C’è sempre un piano B. Perché non si sa mai, perché una exit strategy fa parte della vita, perché nessuno vuole perdere. Ma in genere lo si tiene in tasca, facendo tutto al più sospettare che è lì, finché non serve. Su Pomigliano, l’amministratore delegato della Fiat Sergio Marchionne ha fatto il suo piano B e lo ha agitato a mo’ di clava contro tutti, dicendo che «non è uno scherzo», che «è pronto» e che in realtà è una specie di piano Marshall al contrario: senza una risposta affermativa dei sindacati, la Fiat è pronta a spostare la produzione (la «baracca») all’estero.
Il piano B è naturalmente fatto di numeri, oltre che di soldi da investire e di politica industriale che in Italia non c’è e altrove sì.
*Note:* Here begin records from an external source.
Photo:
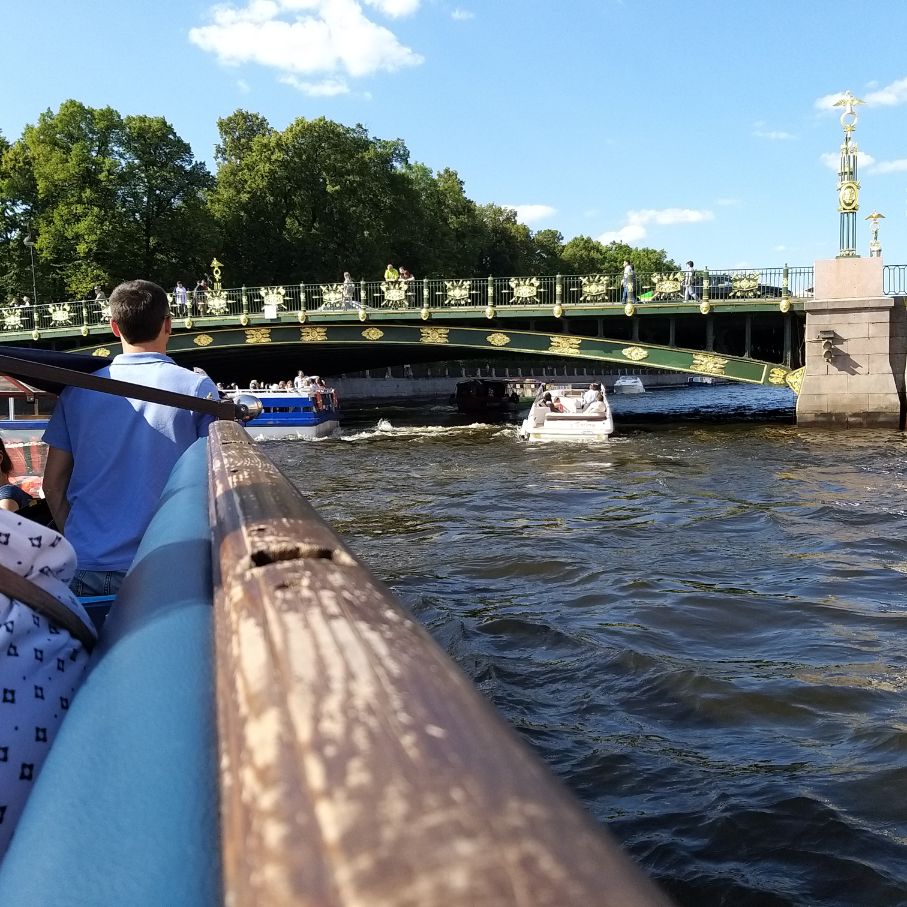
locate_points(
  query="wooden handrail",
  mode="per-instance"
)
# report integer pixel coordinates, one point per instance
(358, 764)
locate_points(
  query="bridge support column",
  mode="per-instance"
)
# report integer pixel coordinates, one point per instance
(856, 349)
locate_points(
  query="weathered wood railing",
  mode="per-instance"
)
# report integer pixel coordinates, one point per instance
(358, 764)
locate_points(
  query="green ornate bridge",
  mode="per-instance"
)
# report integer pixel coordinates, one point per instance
(744, 325)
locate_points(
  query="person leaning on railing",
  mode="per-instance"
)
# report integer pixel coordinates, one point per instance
(109, 457)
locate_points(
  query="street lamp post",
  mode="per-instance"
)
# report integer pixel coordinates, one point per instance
(34, 283)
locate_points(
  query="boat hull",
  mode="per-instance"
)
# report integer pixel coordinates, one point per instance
(572, 423)
(628, 385)
(327, 429)
(291, 416)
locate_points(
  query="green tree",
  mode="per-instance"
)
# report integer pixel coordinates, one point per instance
(106, 198)
(547, 253)
(162, 194)
(506, 245)
(309, 202)
(584, 255)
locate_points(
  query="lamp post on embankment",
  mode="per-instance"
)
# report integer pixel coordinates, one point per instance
(856, 337)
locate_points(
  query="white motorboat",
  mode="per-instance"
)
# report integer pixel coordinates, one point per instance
(629, 384)
(558, 414)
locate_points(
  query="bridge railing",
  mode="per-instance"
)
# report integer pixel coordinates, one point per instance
(894, 280)
(601, 291)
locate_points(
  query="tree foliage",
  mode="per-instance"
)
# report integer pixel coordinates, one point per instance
(109, 197)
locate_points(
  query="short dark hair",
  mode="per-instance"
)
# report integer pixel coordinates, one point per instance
(139, 307)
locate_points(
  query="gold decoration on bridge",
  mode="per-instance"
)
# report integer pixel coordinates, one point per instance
(60, 314)
(594, 289)
(11, 319)
(331, 295)
(498, 339)
(273, 296)
(218, 304)
(313, 335)
(744, 285)
(434, 335)
(667, 285)
(457, 292)
(394, 293)
(525, 289)
(564, 346)
(794, 379)
(711, 365)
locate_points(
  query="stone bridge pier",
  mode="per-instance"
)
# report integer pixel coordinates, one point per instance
(856, 349)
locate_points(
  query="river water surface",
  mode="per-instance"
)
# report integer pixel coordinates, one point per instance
(700, 626)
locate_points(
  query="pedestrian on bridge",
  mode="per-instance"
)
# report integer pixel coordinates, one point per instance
(628, 283)
(689, 291)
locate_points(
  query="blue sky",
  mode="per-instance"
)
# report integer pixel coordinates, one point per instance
(701, 128)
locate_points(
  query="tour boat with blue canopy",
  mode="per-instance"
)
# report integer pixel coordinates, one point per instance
(309, 413)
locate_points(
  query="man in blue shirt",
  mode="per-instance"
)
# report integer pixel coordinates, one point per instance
(109, 457)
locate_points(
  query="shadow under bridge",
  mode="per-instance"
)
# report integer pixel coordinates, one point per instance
(241, 353)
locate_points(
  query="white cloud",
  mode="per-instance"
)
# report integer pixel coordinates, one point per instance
(666, 216)
(630, 234)
(890, 96)
(528, 214)
(395, 8)
(899, 166)
(321, 40)
(328, 88)
(635, 228)
(833, 161)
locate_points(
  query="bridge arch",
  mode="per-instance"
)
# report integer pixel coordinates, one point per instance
(335, 348)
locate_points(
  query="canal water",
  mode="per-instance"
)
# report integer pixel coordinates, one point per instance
(701, 626)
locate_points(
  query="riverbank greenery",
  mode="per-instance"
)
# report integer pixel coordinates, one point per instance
(107, 197)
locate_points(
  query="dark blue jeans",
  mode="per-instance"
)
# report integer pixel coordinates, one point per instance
(104, 584)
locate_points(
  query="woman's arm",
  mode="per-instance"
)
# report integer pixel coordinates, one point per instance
(57, 472)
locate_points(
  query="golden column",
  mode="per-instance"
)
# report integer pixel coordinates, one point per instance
(848, 187)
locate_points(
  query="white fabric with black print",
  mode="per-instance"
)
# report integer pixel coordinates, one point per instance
(41, 665)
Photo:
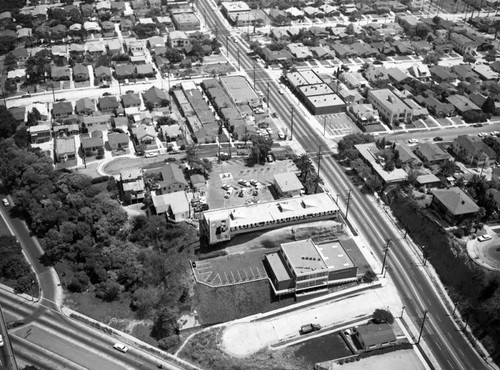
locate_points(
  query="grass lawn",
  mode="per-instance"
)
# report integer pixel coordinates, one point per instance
(324, 348)
(202, 350)
(227, 303)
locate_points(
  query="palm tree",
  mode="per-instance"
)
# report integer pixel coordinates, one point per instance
(305, 166)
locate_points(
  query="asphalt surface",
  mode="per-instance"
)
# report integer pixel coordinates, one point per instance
(448, 345)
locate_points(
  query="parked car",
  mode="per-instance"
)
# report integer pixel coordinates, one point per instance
(484, 238)
(120, 347)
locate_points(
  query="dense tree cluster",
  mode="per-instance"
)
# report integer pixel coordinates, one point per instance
(82, 225)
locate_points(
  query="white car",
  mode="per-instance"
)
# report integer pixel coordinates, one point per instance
(120, 347)
(484, 238)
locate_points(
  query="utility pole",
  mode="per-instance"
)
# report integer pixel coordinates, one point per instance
(348, 203)
(254, 62)
(386, 250)
(319, 169)
(422, 326)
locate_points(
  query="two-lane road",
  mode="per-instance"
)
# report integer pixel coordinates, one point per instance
(449, 347)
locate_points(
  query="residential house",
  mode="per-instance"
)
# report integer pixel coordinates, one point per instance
(80, 72)
(65, 149)
(85, 107)
(132, 185)
(145, 134)
(124, 71)
(287, 185)
(375, 336)
(131, 100)
(108, 104)
(392, 109)
(145, 70)
(364, 114)
(60, 73)
(178, 39)
(198, 183)
(91, 144)
(40, 133)
(461, 103)
(118, 141)
(154, 96)
(62, 109)
(100, 122)
(172, 179)
(375, 73)
(473, 151)
(103, 74)
(186, 21)
(454, 205)
(431, 154)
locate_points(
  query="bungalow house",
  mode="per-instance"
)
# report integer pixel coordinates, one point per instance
(364, 114)
(145, 134)
(473, 151)
(376, 73)
(65, 149)
(131, 100)
(461, 103)
(375, 336)
(118, 141)
(431, 154)
(175, 205)
(132, 185)
(154, 96)
(103, 74)
(85, 107)
(97, 123)
(60, 73)
(62, 109)
(145, 70)
(442, 74)
(124, 71)
(92, 143)
(108, 104)
(80, 72)
(40, 133)
(454, 205)
(172, 179)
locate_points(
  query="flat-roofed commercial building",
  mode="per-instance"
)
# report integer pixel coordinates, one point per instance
(222, 224)
(304, 266)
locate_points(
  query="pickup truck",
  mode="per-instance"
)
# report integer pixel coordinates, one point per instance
(309, 328)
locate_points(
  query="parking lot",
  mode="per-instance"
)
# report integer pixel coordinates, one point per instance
(338, 124)
(229, 173)
(232, 269)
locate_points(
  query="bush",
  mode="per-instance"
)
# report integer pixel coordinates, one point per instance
(100, 179)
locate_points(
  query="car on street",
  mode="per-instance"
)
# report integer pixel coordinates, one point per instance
(120, 347)
(484, 238)
(244, 182)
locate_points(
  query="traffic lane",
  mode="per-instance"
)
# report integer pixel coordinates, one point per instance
(33, 252)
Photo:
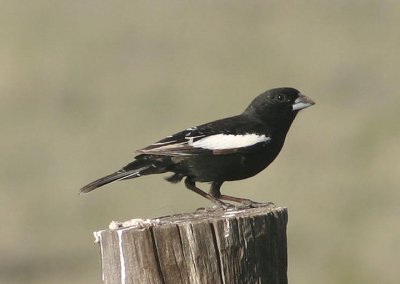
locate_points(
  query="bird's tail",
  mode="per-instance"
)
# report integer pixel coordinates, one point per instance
(135, 169)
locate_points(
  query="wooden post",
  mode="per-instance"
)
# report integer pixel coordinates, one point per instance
(208, 246)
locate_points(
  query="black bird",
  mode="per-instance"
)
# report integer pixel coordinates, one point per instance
(228, 149)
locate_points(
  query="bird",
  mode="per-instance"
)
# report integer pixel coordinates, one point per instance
(228, 149)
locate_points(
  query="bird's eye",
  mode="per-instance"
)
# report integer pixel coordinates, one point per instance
(280, 98)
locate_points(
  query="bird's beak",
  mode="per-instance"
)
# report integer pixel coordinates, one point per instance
(302, 102)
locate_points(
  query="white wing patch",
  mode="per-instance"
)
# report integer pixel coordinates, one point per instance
(228, 141)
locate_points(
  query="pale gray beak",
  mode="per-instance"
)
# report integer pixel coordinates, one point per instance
(302, 102)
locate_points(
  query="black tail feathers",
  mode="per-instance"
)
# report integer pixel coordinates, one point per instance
(134, 169)
(120, 175)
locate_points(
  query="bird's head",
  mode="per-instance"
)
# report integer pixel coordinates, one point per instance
(278, 106)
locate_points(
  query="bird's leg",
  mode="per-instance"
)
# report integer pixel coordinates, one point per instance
(190, 184)
(215, 192)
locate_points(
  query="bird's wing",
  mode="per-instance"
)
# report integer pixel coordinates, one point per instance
(220, 137)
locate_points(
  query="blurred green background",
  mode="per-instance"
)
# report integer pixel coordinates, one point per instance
(85, 83)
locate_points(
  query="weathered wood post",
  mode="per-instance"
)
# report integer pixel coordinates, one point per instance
(211, 246)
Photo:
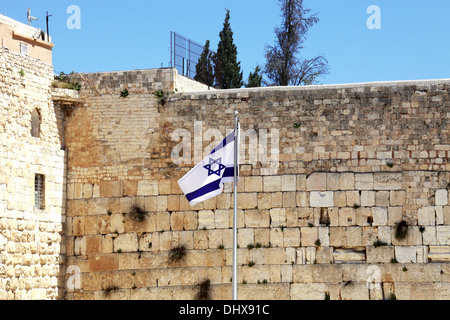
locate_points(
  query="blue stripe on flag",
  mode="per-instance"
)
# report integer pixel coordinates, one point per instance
(215, 185)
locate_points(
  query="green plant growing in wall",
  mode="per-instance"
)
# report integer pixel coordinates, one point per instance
(161, 97)
(124, 93)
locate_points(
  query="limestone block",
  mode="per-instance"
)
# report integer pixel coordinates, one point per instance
(110, 189)
(439, 253)
(364, 181)
(272, 183)
(443, 235)
(289, 200)
(387, 181)
(340, 198)
(288, 183)
(397, 198)
(347, 181)
(278, 217)
(206, 219)
(291, 237)
(380, 216)
(348, 256)
(338, 236)
(429, 235)
(309, 236)
(302, 199)
(382, 254)
(439, 211)
(405, 254)
(446, 214)
(276, 237)
(126, 243)
(347, 216)
(177, 221)
(441, 197)
(426, 216)
(253, 184)
(308, 291)
(257, 218)
(147, 188)
(367, 198)
(333, 181)
(247, 200)
(322, 199)
(354, 236)
(382, 198)
(246, 236)
(353, 198)
(162, 221)
(324, 236)
(317, 182)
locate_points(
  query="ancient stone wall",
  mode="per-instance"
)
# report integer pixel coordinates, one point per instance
(31, 237)
(344, 194)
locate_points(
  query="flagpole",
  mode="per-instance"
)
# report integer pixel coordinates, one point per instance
(236, 168)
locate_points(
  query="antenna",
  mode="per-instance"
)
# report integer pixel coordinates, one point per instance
(48, 32)
(29, 17)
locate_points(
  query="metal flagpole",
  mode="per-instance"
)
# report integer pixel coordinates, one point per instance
(236, 168)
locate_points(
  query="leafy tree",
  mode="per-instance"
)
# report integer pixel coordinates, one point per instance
(254, 78)
(283, 66)
(204, 69)
(227, 72)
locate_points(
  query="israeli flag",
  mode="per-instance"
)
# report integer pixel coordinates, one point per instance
(206, 179)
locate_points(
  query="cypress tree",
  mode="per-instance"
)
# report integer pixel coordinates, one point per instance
(204, 71)
(228, 72)
(254, 79)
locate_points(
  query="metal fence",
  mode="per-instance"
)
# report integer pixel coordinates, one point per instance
(184, 54)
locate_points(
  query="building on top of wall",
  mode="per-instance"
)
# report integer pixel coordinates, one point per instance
(27, 40)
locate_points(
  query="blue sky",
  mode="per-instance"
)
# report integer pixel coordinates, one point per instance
(413, 42)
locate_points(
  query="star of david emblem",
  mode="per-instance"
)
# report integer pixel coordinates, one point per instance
(212, 162)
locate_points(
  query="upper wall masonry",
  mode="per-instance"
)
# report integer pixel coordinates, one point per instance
(27, 40)
(137, 82)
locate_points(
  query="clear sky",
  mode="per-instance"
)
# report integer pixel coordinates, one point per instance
(413, 42)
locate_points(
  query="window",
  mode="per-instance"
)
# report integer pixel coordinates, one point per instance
(24, 48)
(35, 123)
(39, 191)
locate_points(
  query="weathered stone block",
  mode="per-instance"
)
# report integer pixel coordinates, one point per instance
(347, 181)
(387, 181)
(288, 183)
(426, 216)
(322, 199)
(364, 181)
(309, 236)
(367, 198)
(317, 182)
(406, 254)
(272, 183)
(441, 197)
(147, 188)
(383, 254)
(380, 216)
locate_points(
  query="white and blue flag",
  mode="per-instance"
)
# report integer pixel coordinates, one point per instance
(206, 179)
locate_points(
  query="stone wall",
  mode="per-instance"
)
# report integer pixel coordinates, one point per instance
(318, 215)
(31, 240)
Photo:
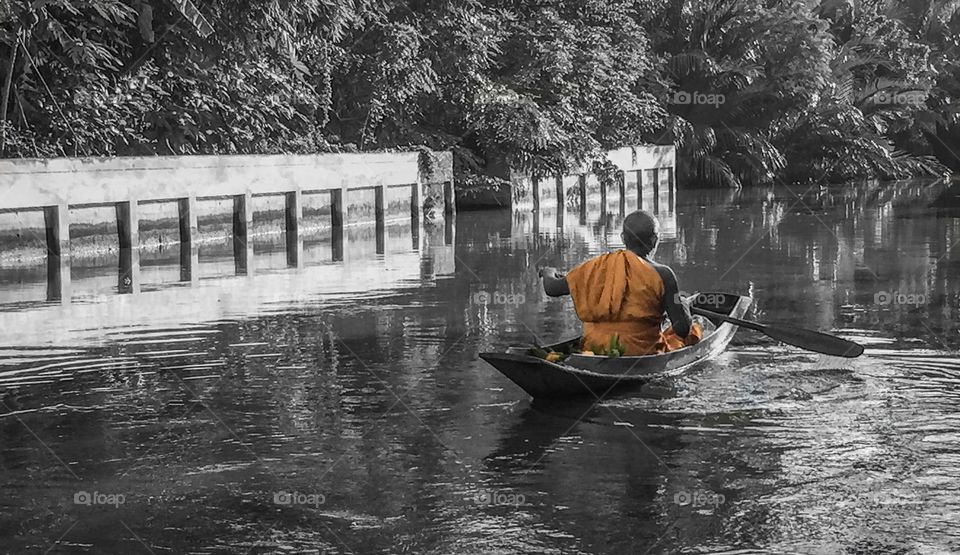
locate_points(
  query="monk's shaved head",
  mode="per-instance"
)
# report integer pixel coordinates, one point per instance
(641, 230)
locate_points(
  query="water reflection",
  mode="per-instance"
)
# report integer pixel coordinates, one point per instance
(359, 382)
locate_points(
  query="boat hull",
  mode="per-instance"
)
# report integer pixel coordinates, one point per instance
(585, 375)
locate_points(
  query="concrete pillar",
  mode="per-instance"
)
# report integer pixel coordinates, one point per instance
(294, 216)
(535, 193)
(582, 184)
(639, 189)
(656, 190)
(603, 197)
(242, 224)
(672, 188)
(561, 201)
(415, 194)
(380, 218)
(449, 200)
(449, 213)
(128, 232)
(336, 224)
(57, 224)
(189, 253)
(621, 184)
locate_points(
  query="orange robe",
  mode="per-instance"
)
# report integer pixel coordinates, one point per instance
(620, 293)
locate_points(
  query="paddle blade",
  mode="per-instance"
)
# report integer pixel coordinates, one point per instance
(813, 340)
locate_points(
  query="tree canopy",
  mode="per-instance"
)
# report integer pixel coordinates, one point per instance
(750, 91)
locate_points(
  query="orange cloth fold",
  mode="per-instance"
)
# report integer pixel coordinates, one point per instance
(619, 293)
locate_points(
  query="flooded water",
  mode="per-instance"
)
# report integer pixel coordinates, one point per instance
(341, 408)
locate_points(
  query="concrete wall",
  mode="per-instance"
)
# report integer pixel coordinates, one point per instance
(30, 183)
(517, 194)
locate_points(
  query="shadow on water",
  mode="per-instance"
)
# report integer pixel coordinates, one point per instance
(341, 407)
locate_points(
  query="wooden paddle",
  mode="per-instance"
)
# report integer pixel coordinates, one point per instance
(791, 335)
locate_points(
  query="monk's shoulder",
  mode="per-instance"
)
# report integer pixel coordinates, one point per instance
(667, 275)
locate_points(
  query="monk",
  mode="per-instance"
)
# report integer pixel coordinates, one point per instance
(625, 294)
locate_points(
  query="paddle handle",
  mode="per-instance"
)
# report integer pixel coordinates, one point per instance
(756, 326)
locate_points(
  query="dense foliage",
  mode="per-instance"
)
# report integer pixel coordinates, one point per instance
(749, 90)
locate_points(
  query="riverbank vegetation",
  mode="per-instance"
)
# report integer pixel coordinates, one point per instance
(750, 91)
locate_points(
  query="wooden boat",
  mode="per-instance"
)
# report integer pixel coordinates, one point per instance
(582, 375)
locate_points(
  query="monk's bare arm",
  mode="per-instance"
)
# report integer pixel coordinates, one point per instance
(679, 313)
(554, 283)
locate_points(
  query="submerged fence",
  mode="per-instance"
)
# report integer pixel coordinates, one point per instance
(57, 185)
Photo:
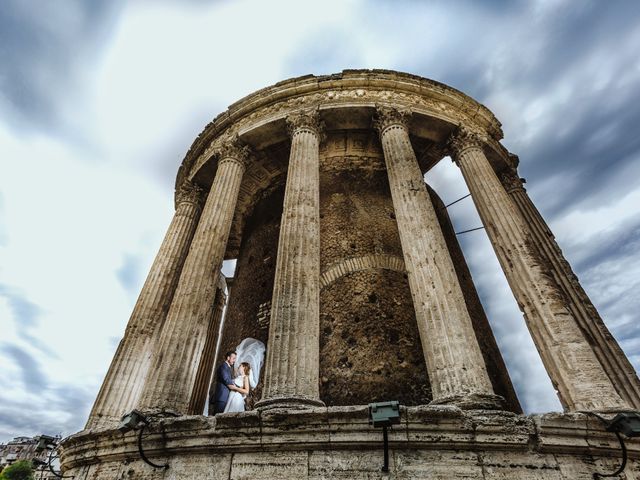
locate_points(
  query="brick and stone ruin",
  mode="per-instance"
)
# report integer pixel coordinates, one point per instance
(349, 271)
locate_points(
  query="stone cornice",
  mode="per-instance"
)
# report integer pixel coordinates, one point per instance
(365, 87)
(387, 116)
(232, 148)
(189, 192)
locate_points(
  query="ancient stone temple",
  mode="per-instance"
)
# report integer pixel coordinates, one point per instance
(349, 272)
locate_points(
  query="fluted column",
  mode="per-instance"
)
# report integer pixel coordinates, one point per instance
(125, 378)
(606, 348)
(574, 369)
(172, 376)
(457, 371)
(205, 368)
(291, 376)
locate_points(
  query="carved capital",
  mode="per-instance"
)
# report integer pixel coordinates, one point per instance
(232, 148)
(463, 139)
(386, 117)
(510, 180)
(189, 192)
(308, 120)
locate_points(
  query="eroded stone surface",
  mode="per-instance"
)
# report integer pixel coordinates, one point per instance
(337, 442)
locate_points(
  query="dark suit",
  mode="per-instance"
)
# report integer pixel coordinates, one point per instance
(224, 378)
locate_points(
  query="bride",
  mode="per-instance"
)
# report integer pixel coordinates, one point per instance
(235, 403)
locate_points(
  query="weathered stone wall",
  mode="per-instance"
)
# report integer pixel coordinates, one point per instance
(326, 443)
(369, 344)
(250, 294)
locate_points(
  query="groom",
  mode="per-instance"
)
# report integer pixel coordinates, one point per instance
(224, 382)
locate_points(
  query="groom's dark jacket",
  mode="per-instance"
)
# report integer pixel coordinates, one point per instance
(223, 378)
A Pomigliano nel 2009 sono state prodotte soltanto 36.000 vetture (tutte Alfa Romeo) a fronte di una capacità produttiva di 240.000 unità. La colpa sarà stata pure un po’ degli operai, ma molta anche dell’azienda, perché se i prodotti non vengono richiesti dal mercato, vuol dire che non hanno abbastanza appeal. Per dire: nel 2005, l’Alfa 159 berlina e station, la coupé e la spider Brera erano state lanciate da Pomigliano con un obiettivo di vendita annua di 120.000 unità, mai raggiunto e certo non a causa di chi le ha costruite. L’anno scorso, a Pomigliano le due 159, la 147 a fine corsa (sostituita dalla Giulietta che si fa a Cassino) e la GT si sono praticamente fermate. Ma il problema capitale è che le vendite complessive di Alfa Romeo nel mondo sono state 102.000 nel 2009, poco meno che nel 1970 tanto per dare un’idea di quanto questo magnifico marchio – che si appresta a compiere cent’anni il 24 giugno – costi al gruppo in termini di perdite. Mentre il futuro dell’Alfa Romeo, con nuovi obiettivi di vendita di 120.000 unità entro la fine del 2010 e di 500.000 entro il 2014, non parlerà più campano, ma molto americano. Due nuove Alfa che sui mercati vanno per la maggiore, crossover e suv, saranno costruite negli stabilimenti Chrysler a partire dal 2012 e poi dal 2014.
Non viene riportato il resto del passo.